PROBLEM: Can carbon sequestration reduce global levels
of carbon dioxide?


The biosequestration option provides near-term options for removing 1 to 2 billion tons of CO2 per year from the atmosphere.
The biosequestration option–enhancing the natural uptake and storage of CO2 in vegetation, plants and soil–provides near-term options for removing 1 to 2 billion tons of CO2 per year from the atmosphere.
 

Long before global warming was a serious part of the political debate, ORNL researchers were logging greenhouse gases, tracing the carbon cycle, and tracking the effects of climate change. Oak Ridge researchers also were seemingly ahead of their time in developing and testing strategies to stabilize levels of carbon dioxide (CO2) in the atmosphere. Today, equipped with comprehensive climate data and increasingly sophisticated computational models, climate scientists are able to predict, with increasing accuracy, trends in climate change and gauge the potential effectiveness of remediation efforts with unprecedented levels of certainty and detail.
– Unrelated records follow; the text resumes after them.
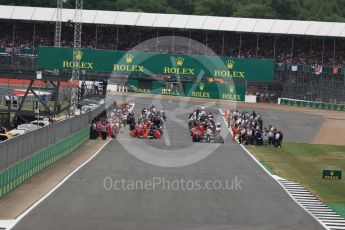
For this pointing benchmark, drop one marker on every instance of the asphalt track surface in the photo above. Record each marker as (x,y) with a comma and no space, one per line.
(82,202)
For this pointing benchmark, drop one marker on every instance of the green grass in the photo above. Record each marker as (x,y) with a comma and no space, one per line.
(303,163)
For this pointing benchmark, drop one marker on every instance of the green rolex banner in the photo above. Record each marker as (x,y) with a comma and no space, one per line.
(312,104)
(201,90)
(157,64)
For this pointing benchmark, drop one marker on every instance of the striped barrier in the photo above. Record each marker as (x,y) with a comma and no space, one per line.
(11,178)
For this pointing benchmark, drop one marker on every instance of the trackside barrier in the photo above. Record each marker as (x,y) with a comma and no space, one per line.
(18,148)
(11,178)
(311,104)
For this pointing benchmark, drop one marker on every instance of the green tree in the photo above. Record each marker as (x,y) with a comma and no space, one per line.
(212,7)
(255,11)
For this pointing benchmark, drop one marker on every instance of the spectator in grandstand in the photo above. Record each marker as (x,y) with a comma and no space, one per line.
(8,100)
(95,87)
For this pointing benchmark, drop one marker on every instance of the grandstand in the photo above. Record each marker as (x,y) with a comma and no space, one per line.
(309,55)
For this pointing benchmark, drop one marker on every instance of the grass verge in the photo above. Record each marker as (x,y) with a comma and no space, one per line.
(303,163)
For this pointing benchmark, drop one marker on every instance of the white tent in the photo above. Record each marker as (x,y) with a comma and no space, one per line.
(270,26)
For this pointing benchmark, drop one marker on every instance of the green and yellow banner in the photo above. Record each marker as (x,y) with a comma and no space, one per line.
(233,92)
(157,63)
(312,104)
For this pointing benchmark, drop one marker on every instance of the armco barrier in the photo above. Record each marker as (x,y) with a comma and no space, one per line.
(23,146)
(311,104)
(22,171)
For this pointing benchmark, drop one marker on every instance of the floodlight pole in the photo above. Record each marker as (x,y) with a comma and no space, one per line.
(57,36)
(76,54)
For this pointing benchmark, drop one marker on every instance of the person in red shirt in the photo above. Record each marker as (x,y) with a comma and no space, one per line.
(201,131)
(145,131)
(157,134)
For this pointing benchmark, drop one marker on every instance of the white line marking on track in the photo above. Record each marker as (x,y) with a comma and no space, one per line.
(301,199)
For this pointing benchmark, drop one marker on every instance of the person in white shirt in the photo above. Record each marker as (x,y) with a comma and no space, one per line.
(96,87)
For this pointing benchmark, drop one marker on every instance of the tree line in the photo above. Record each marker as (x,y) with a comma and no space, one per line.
(317,10)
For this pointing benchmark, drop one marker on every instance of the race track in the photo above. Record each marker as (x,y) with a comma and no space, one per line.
(82,202)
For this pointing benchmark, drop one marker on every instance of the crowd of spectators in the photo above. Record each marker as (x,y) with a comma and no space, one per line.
(111,124)
(248,129)
(283,48)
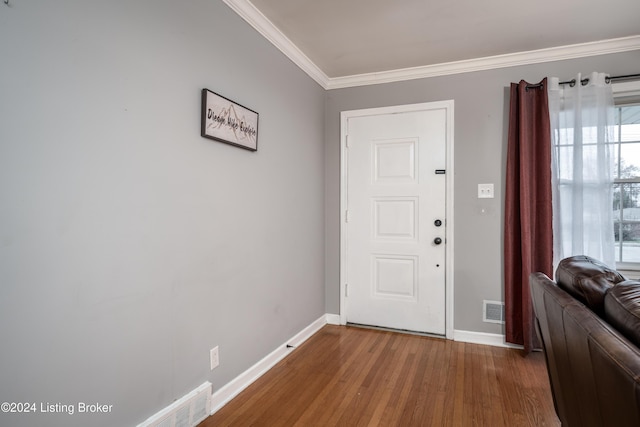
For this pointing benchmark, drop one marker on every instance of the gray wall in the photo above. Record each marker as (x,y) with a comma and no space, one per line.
(129,245)
(481,122)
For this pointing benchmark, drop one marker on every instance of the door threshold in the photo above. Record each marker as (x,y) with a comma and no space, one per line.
(400,331)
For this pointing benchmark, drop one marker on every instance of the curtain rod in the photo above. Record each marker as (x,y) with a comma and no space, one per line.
(584,81)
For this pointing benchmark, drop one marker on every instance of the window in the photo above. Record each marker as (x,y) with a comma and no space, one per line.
(626,190)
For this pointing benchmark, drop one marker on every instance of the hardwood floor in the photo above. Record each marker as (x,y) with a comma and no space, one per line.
(348,376)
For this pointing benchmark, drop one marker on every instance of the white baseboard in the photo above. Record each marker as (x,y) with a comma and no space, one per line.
(496,340)
(242,381)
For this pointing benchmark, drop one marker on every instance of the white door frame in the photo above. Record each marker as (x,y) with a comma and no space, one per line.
(344,117)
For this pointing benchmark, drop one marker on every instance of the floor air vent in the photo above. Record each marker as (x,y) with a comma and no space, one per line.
(493,311)
(187,411)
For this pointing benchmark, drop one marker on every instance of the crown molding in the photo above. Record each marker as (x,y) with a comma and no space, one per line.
(491,62)
(247,11)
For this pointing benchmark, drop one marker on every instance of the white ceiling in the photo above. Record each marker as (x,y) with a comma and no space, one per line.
(351,42)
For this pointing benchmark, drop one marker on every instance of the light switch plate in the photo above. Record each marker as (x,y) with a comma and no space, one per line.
(485,191)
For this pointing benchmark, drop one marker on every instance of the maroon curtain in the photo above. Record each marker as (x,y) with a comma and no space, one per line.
(528,234)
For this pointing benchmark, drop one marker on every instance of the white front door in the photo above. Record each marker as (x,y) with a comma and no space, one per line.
(395,221)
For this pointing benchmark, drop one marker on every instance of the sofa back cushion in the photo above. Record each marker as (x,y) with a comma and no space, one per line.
(622,309)
(587,280)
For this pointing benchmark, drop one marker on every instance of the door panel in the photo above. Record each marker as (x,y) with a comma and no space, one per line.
(395,270)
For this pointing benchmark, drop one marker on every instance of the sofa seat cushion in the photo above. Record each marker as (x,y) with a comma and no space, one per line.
(587,280)
(622,309)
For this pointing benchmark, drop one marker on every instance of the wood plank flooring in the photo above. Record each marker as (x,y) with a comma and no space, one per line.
(348,376)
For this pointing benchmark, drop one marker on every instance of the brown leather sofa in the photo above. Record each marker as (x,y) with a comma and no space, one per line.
(588,321)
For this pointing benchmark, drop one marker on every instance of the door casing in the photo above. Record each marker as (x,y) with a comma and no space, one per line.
(448,106)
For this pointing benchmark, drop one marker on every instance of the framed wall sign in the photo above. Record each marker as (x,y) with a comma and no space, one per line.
(229,122)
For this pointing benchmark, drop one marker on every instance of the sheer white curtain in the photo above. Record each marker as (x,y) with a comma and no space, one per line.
(582,119)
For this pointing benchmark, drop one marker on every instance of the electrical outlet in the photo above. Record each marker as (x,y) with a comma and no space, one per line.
(485,191)
(213,355)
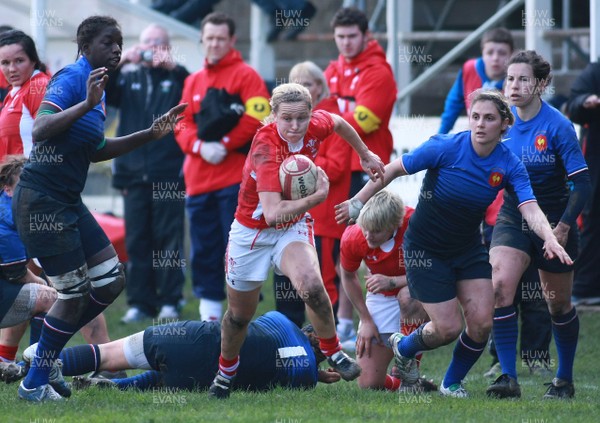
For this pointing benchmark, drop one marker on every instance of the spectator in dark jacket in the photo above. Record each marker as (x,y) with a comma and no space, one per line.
(583,107)
(146,84)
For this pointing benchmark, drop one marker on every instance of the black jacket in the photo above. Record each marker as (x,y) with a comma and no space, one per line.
(143,94)
(586,84)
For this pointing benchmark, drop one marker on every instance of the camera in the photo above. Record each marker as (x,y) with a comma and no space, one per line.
(146,56)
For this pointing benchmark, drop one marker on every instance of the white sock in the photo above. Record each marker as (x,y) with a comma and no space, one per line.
(210,310)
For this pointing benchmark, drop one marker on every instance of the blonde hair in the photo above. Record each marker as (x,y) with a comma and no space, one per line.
(310,70)
(383,212)
(288,93)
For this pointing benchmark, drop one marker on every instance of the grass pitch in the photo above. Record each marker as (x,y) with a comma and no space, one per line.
(343,401)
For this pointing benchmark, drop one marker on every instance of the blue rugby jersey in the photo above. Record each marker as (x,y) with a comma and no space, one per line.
(457,189)
(548,147)
(58,166)
(12,249)
(274,353)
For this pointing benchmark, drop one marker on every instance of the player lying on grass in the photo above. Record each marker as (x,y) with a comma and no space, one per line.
(185,355)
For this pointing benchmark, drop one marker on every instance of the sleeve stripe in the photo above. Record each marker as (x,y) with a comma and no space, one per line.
(583,169)
(527,201)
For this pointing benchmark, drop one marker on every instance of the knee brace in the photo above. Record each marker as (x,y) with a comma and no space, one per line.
(73,284)
(109,272)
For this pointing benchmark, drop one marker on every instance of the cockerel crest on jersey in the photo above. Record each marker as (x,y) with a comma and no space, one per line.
(541,143)
(495,178)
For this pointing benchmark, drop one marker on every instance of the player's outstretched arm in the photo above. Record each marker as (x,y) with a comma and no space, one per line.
(370,161)
(347,212)
(537,221)
(161,126)
(51,120)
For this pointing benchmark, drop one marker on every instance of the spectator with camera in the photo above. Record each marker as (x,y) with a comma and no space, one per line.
(146,84)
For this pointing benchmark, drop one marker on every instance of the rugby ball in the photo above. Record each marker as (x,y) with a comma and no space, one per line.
(298,177)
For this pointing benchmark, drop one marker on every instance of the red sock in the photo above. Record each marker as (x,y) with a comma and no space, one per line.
(330,346)
(392,383)
(8,353)
(228,367)
(419,357)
Among these remediation strategies is carbon sequestration, a method of capturing and storing CO2, the most common greenhouse gas. CO2 is introduced into the atmosphere by activities, such as burning fossil fuels and various agricultural practices. Unlike some other atmospheric gases, CO2 absorbs energy from sunlight, rather than reflecting it back into space. The process warms the CO2, which in turn heats the surrounding atmosphere. Reduced to its most simple form, the earth's rising average temperature is linked to the growing volume of CO2 produced by human activity.

According to the United Nations' Intergovernmental Panel on Climate Change, human activities now add 10 billion tons of CO2 to the atmosphere every year. Projections that include a growing population, increased energy usage, and improved living standards, suggest that CO2 emissions could rise to 20 billion tons annually by 2050. According to Gary Jacobs, head of ORNL's Environmental Sciences Division, the planet may be exceeding that trajectory already. "If our current trajectory continues through 2100," he says, "we will be looking at plausible severe warming on the order of about 6° C. An average increase of that magnitude could result in some regions, particularly in the northern latitudes, warming by as much as 10 to 15° C."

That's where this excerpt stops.